Is there a name for the way parallel resistors (and others) are added? I find this formula appears often in physics,
To add resistors in parallel, we do $\frac{1}{R_e}=\frac{1}{R_1}+\frac{1}{R_2}+...$
To add springs in series, we do $\frac{1}{k_e}=\frac{1}{k_1}+\frac{1}{k_2}+...$
To add capacitance in series, we do $\frac{1}{C_e}=\frac{1}{C_1}+\frac{1}{C_2}+...$
Is there a name for the method where variables are added to find an equivalence,  follow this pattern? Currently I would say "We find equivalent parallel resistance by taking the reciprocal sum of the resistances", but I winged this my self on the spot and I think "reciprocal sum" could be misleading(e.g. $R_e=\frac{1}{R_1}+\frac{1}{R_2}+...$) to someone who doesn't know whats been talked about already. Some similar ideas like root mean square have names, is there a name given to this method?

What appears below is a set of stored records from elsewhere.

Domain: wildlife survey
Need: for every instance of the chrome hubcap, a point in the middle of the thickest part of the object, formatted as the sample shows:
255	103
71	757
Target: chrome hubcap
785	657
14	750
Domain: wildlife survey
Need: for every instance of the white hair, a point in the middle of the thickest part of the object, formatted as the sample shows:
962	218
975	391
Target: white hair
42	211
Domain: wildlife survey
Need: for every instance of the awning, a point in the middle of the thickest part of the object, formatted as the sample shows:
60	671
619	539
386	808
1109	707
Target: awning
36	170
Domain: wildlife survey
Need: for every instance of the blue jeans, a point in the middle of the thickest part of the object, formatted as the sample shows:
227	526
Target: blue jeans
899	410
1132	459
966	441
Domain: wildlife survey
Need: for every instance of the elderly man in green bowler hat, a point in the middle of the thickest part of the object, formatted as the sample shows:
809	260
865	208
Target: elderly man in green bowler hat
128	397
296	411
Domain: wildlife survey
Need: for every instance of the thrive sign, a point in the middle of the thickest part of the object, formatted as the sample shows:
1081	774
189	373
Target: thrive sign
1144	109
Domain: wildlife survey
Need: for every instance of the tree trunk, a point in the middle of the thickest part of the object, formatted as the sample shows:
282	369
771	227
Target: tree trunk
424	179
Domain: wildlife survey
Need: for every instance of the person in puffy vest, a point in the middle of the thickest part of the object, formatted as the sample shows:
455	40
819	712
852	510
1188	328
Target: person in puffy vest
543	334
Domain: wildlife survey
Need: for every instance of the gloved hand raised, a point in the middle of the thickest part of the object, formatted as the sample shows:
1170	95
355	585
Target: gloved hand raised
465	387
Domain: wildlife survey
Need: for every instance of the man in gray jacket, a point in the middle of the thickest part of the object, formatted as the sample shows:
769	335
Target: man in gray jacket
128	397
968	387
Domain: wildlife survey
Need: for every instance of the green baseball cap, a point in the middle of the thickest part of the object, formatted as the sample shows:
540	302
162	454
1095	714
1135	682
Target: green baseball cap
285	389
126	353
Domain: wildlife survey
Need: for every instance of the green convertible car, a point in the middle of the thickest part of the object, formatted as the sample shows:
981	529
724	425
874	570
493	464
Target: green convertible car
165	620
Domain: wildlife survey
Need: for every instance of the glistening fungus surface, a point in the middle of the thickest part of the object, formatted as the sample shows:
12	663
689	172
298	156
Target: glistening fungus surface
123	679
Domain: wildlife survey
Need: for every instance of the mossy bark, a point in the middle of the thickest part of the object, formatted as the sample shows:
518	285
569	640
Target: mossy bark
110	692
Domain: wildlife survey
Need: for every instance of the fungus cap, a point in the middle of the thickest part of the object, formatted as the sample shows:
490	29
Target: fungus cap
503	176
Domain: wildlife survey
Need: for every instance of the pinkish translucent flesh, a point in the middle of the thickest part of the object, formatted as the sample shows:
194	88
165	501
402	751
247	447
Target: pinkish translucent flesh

 A: It is called harmonic mean by mathematicians https://en.wikipedia.org/wiki/Harmonic_mean
A: It is called "parallel addition" or "parallel sum". See Anderson and Duffin's Series and parallel addition of matrices.
See also Ellerman's Introduction to Series-Parallel Duality.
Others have written about this, too. See Kent E. Erickson, "A New Operation for Analyzing Series-Paralled Networks," IRE Trans. on Circuit Theory, March 1959, pp.124-126.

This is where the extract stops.